Published: July 2017Contents
i) What are the hot topics?
Since the financial crisis in 2008, there has been continuous public attention on multinationals’ tax position – which, for the most part, turns on their transfer pricing policy, and whether this properly aligns the taxable profits in each country with the value-generating activities taking place there. In the past couple of years, that public and political pressure has begun to turn into concrete action: for example, through the BEPS reforms on country-by-country reporting and transfer pricing; the European Commission’s state aid investigations into Apple, Starbucks and others, which almost all relate to transfer pricing matters; and, as several chapters in this review make clear, increased audit scrutiny at the national level. It seems clear that transfer pricing issues will be filling tax professionals’ working lives for several years at least.
ii) Tell us about any key legal developments – recent or pending – and their international impact.
More disputes: unsurprisingly, many countries (including Mexico and Poland) report an increase in transfer pricing disputes, particularly around profit allocation in a multinational supply chain.
TP compliance tools: many of the reporting countries have adopted rules that are designed to encourage greater transfer pricing compliance.
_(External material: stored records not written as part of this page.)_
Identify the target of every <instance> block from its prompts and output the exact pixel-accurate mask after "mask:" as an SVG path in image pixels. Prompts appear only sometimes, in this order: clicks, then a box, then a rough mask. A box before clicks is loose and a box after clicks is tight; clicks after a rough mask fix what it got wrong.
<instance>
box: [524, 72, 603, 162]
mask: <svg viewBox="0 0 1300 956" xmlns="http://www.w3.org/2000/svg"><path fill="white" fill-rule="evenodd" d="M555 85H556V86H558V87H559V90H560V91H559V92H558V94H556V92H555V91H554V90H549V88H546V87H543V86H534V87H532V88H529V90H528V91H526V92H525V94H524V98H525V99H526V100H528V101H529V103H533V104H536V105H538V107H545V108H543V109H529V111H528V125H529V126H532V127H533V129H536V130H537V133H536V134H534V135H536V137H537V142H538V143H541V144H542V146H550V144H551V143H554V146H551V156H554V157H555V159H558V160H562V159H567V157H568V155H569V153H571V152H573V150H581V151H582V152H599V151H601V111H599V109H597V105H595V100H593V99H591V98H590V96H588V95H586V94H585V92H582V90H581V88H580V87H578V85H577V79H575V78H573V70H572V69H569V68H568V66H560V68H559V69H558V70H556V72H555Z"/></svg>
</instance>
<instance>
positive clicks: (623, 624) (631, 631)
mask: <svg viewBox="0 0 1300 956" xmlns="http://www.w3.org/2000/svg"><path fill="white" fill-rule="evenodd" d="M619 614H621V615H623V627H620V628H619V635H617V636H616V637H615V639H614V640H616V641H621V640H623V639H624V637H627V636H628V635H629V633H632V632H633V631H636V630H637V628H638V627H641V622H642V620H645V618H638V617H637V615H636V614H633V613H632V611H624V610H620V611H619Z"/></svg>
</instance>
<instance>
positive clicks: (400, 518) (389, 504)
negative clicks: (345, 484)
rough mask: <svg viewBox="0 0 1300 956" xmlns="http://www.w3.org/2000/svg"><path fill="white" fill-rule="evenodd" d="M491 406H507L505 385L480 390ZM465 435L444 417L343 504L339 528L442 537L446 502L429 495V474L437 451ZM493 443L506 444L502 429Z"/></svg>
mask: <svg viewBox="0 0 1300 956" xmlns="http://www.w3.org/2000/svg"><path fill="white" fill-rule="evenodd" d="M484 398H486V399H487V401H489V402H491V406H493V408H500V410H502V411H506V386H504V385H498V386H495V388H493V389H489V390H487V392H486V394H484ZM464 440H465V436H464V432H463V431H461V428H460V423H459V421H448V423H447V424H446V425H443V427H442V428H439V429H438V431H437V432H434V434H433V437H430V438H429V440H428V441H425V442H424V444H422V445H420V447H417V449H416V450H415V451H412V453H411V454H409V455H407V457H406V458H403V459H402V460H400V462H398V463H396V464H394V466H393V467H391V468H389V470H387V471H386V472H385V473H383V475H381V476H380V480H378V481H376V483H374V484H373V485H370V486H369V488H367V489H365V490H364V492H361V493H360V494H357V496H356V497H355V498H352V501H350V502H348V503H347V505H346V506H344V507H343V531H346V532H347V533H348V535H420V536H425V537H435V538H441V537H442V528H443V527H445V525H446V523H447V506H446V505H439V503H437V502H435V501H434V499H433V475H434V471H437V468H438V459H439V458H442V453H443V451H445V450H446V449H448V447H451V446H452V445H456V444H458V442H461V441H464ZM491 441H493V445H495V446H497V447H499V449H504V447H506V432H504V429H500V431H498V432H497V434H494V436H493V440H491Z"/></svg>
Country-by-country reporting, which has been very widely adopted, is the prime example of this, but other instances include automatic transfer pricing penalties in Canada and Russia, and the diverted profits taxes adopted in Australia and the UK.
iii) What are the biggest opportunities and challenges for practitioners and clients?
Profit splits: several countries (including Israel, Mexico and the UK) are seeing tax authorities push for a greater use of profit splits, particularly for high value-added activities where it may be difficult to find a precise comparable. (How you identify an appropriate share of profits for each different country is, of course, a separate challenge here.)
Varied transfer pricing approaches: it is striking that different countries continue to apply transfer pricing in rather different ways. At one end of the spectrum, Brazil has rejected the OECD arm’s-length principle entirely, arguing that imposing fixed ratios and limits is more effective. Even within the large majority of reporting countries that apply the OECD principles, however, there are differences in approach which could lead to diverging outcomes in practice. For example, Germany’s transfer pricing rules apply a ‘prudent and diligent managing director’ test on top of the normal arm’s-length principle (which has perhaps inspired the ‘prudent economic operator’ concept developed by the European Commission in their tax state aid investigations); and the Luxembourg chapter discusses a recent case in which an interest-free loan from Luxembourg to Italy resulted in taxable interest income in Luxembourg, with no corresponding deductions in Italy. These variations, of course, increase the risk of double taxation of the same profits – and it is thus important (if perhaps optimistic) that countries adopt the BEPS Action 14 recommendations on tax dispute resolution mechanisms with the enthusiasm they have often shown for the tax-raising recommendations.